Remember Challenger 20 years ago on this day, as President Ronald Reagan put it, the crew of the
space shuttle Challenger "waved goodbye and slipped the surly bounds of earth
to touch the face of God." I still remember where I was on that Tuesday morning. I was nine years old
and laying on the couch at home. It was cold out and I was covered up with a
blanket watching television. I do not recall if school was canceled that day
due to snow, or if I had just stayed home sick. I remember watching television
when the show I was watching was interrupted by breaking news that the space
shuttle had exploded. I shouted to my mom, "Mom come look, the space shuttle blew up". She was
on the phone in the kitchen. At first she didn't believe me. So I called
her again, she came walking into the living room and looked at the TV. She
watched for a minute, still paying more attention to the person on the phone
than watching the TV until they finally re-ran the footage of the explosion
once again. Then she said "oh my, it really did blow up, didn't it?". They would re-play the clip of the 73 second flight of challenger over and
over again, forward and backwards.. fast and slow. Then they would switch to
a shot of the sky where the accident had happened. I strained to see
parachutes coming down. But, of course, there were no parachutes. For the next day or two, we watched them play the same 73 seconds of footage
over and over again. We kept waiting for them to say something new. But it
would be years before the most of what happened that day would finally come
out. A long time passed before NASA would finally admit that it was not the
explosion that killed the astronauts, but the 200 MPH impact with the ocean
that happened after a 65,000 foot descent that lasted 2 minutes and 45 seconds.

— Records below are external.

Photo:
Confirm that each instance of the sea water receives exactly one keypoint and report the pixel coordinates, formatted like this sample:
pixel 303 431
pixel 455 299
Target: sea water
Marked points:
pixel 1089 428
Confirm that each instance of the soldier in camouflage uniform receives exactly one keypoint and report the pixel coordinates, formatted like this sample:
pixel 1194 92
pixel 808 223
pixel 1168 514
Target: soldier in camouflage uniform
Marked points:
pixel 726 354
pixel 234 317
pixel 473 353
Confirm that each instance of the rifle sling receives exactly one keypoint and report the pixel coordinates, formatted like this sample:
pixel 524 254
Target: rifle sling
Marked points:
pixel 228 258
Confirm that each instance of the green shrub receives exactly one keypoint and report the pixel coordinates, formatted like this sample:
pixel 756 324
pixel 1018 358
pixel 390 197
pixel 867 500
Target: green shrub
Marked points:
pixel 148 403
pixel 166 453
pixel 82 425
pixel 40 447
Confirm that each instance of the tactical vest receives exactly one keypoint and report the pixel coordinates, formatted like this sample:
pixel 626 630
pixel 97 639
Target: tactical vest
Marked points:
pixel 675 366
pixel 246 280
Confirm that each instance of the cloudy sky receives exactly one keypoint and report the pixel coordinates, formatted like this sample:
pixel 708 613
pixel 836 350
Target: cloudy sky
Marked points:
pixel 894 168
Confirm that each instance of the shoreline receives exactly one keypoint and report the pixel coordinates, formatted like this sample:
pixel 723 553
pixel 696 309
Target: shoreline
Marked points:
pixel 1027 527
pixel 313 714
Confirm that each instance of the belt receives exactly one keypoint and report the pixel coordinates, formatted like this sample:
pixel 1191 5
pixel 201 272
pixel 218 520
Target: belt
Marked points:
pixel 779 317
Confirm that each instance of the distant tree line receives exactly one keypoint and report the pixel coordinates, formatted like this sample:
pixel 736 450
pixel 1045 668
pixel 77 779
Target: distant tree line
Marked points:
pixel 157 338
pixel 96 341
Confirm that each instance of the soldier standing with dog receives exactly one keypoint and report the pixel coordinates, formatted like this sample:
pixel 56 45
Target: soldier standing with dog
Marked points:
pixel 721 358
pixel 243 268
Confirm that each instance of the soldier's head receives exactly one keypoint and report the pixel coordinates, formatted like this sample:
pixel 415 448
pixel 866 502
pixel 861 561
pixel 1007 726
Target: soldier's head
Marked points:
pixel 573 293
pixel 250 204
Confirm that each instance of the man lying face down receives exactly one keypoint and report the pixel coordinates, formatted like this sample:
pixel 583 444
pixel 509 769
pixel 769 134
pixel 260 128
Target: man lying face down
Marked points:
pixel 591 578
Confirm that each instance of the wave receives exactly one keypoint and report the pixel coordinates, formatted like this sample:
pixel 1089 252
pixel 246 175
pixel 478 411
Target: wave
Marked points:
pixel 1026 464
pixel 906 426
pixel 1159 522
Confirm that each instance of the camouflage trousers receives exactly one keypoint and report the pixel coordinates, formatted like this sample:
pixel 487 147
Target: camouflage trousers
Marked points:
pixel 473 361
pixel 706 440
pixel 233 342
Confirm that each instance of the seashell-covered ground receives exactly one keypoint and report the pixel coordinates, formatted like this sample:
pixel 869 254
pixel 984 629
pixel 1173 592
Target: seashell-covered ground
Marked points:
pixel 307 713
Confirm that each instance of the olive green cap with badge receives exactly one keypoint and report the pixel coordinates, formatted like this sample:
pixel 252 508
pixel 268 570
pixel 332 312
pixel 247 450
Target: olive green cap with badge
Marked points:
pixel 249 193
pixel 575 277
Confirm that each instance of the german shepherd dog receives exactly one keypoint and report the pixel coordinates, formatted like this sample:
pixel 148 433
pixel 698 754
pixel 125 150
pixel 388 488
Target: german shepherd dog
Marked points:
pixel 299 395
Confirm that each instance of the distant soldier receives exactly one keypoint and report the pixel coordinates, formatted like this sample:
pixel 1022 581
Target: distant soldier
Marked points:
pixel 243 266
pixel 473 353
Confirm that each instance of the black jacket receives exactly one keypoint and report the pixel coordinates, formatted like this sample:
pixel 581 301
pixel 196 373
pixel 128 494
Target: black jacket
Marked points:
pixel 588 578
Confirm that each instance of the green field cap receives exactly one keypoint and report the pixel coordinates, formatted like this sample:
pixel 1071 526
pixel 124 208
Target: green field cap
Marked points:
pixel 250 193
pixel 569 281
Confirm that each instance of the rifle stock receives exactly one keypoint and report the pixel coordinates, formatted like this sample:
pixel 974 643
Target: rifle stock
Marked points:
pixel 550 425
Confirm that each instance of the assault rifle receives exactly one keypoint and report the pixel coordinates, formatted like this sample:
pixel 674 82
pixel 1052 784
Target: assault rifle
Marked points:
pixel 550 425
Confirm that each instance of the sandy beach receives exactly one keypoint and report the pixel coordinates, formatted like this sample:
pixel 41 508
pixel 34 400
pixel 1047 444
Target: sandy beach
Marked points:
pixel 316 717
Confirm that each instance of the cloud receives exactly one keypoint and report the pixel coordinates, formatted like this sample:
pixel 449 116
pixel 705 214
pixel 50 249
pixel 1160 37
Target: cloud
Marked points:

Some controversial evidence indicates that the astronauts were conscious and
making efforts to save themselves during that time. It would take at least a day before any regular television resumed playing.
In the mean-time, we all gained a thorough lesson about the crew and their
mission. Of course, I knew there were space shuttles, I even knew we had been
to the moon (I had seen Superman 2, after all). But in that day, I became
just a bit more aware that going to space wasn't something ordinary. The
astronauts were not business people heading off to work, they were heros.